In granting summary judgment for the insurance agent, the trial court concluded that Plaintiffs had failed to rebut the statutory presumption that they had accepted the provided coverage, which did not include excess uninsured motorist coverage. The court of appeals reversed, determining that the rebuttable presumption in section 56-7-135(b) does not apply to actions against an insurance agent.

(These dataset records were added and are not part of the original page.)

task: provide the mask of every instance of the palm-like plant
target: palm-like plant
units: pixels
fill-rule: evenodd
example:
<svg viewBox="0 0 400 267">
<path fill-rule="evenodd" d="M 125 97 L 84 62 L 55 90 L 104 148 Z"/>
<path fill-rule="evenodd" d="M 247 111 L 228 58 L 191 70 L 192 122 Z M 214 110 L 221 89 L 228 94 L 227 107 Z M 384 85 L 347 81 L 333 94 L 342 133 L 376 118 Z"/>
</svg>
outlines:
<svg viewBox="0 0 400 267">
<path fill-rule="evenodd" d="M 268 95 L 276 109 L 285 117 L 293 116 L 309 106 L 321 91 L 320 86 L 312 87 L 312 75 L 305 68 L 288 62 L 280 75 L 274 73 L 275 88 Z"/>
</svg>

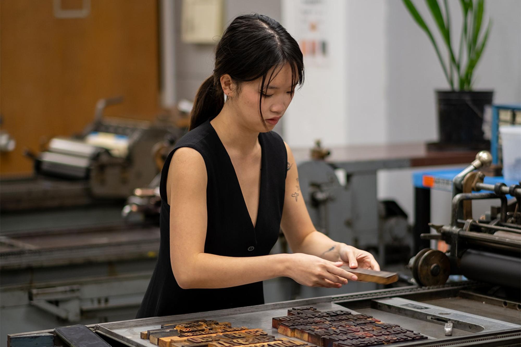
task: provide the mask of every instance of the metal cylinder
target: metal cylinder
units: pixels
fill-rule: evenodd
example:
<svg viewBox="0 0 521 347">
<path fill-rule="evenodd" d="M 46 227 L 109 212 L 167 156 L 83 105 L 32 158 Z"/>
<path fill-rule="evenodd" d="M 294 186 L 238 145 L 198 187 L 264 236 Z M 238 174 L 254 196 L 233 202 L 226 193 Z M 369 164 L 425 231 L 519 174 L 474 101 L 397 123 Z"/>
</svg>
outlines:
<svg viewBox="0 0 521 347">
<path fill-rule="evenodd" d="M 521 289 L 521 258 L 467 250 L 460 262 L 461 274 L 472 279 Z"/>
</svg>

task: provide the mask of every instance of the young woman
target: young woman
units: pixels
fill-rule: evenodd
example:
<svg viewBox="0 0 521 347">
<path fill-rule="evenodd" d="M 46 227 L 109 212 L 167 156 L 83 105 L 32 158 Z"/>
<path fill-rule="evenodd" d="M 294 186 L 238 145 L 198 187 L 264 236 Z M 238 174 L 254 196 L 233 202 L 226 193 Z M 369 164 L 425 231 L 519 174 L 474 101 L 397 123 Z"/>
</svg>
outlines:
<svg viewBox="0 0 521 347">
<path fill-rule="evenodd" d="M 162 172 L 159 255 L 137 318 L 263 304 L 262 281 L 280 276 L 340 288 L 356 280 L 343 265 L 379 270 L 315 230 L 291 150 L 270 131 L 303 81 L 299 45 L 277 21 L 241 16 L 226 30 Z M 281 228 L 293 253 L 269 255 Z"/>
</svg>

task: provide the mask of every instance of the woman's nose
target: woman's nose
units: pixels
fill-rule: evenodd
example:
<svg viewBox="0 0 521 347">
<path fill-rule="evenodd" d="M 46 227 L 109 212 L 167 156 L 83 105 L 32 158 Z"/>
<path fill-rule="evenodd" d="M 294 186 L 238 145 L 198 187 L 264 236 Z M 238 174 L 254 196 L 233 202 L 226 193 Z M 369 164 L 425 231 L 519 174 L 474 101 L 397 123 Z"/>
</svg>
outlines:
<svg viewBox="0 0 521 347">
<path fill-rule="evenodd" d="M 270 110 L 275 113 L 282 113 L 286 109 L 286 106 L 283 102 L 275 103 L 270 107 Z"/>
</svg>

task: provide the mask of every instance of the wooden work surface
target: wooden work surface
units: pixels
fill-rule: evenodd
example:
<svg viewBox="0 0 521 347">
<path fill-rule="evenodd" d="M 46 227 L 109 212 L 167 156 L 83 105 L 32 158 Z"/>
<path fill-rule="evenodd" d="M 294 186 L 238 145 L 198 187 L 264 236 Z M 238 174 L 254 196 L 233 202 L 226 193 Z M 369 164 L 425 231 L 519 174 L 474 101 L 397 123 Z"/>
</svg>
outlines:
<svg viewBox="0 0 521 347">
<path fill-rule="evenodd" d="M 410 166 L 429 166 L 470 164 L 479 152 L 476 151 L 429 152 L 427 144 L 417 142 L 388 145 L 354 145 L 326 147 L 331 151 L 327 162 L 369 162 L 405 159 Z M 311 159 L 310 148 L 292 148 L 297 160 Z"/>
</svg>

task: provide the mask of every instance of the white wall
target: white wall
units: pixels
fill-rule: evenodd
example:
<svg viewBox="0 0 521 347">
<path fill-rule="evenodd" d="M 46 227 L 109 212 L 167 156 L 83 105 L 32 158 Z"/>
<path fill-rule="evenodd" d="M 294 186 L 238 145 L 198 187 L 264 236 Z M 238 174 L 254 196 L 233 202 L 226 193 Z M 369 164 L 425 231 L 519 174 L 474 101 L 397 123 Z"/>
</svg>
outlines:
<svg viewBox="0 0 521 347">
<path fill-rule="evenodd" d="M 304 57 L 305 82 L 295 96 L 282 119 L 284 139 L 290 145 L 309 147 L 315 139 L 325 145 L 341 145 L 348 138 L 345 108 L 348 86 L 347 52 L 345 42 L 348 33 L 345 16 L 347 2 L 324 0 L 328 21 L 325 23 L 329 47 L 328 63 L 313 66 Z M 283 0 L 282 25 L 299 41 L 300 1 Z"/>
</svg>

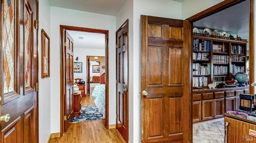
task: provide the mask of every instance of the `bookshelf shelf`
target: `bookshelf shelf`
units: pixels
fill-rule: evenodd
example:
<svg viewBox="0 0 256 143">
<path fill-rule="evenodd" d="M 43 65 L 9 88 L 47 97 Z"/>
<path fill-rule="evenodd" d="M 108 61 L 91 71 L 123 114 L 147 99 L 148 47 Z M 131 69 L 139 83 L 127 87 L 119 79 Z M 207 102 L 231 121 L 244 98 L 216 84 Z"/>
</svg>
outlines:
<svg viewBox="0 0 256 143">
<path fill-rule="evenodd" d="M 193 33 L 193 87 L 208 87 L 246 72 L 247 40 Z"/>
</svg>

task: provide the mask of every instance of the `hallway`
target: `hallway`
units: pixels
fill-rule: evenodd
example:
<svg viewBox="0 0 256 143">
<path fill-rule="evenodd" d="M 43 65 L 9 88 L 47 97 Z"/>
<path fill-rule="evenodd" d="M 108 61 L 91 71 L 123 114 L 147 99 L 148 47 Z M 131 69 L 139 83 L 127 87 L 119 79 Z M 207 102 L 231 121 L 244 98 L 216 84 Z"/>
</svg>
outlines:
<svg viewBox="0 0 256 143">
<path fill-rule="evenodd" d="M 83 97 L 82 105 L 93 105 L 93 100 L 90 96 Z M 48 143 L 125 143 L 116 129 L 106 129 L 104 123 L 105 119 L 72 123 L 63 137 L 51 138 Z"/>
</svg>

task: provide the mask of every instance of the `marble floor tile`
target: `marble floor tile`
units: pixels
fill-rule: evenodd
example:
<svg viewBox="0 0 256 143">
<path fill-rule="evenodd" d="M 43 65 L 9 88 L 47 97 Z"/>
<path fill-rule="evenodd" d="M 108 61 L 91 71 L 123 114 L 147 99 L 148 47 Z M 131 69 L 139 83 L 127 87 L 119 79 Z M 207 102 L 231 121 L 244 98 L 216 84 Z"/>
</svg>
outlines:
<svg viewBox="0 0 256 143">
<path fill-rule="evenodd" d="M 193 142 L 224 143 L 224 118 L 193 123 Z"/>
</svg>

The Supreme Court reversed, holding (1) the rebuttable presumption articulated in section 56-7-135(b) applies to actions against an insurance agent by insureds under the insurance policy for negligent failure to procure an insurance policy as directed; and (2) Plaintiffs failed to rebut the statutory presumption in this case.
Court Description:
Authoring Judge: Justice Roger A. Page
Trial Court Judge: Judge J. Eddie Lauderback
The present appeal concerns an insurance agent’s alleged negligent failure to procure excess uninsured motorist coverage in accordance with a prospective insured’s instructions. The two insured parties, a married couple, filed suit against their insurance agent and agency after they were denied coverage by the insurance carrier. The trial court found that it was undisputed that the insureds had paid the premium for the policy in effect and applied Tennessee Code Annotated section 56-7-135(b), which provides: The payment of premium for an insurance contract, or amendment thereto, by an insured shall create a rebuttable presumption that the coverage provided has been accepted by all insureds under the contract. The trial court determined that the insureds had failed to rebut the statutory presumption that they had accepted the provided coverage, which did not include excess uninsured motorist coverage. Therefore, the trial court granted the insurance agent’s motion for summary judgment. The Court of Appeals, however, reversed, concluding that the rebuttable presumption does not apply to actions against an insurance agent. We granted the ensuing application for permission to appeal to address whether section 56-7-135(b) applies to create a rebuttable presumption in actions against an insurance agent for negligent failure to procure an insurance policy as directed. Considering the plain language of the statute, we conclude that it does create such a presumption. Accordingly, we reverse the judgment of the Court of Appeals and reinstate the judgment of the trial court granting summary judgment.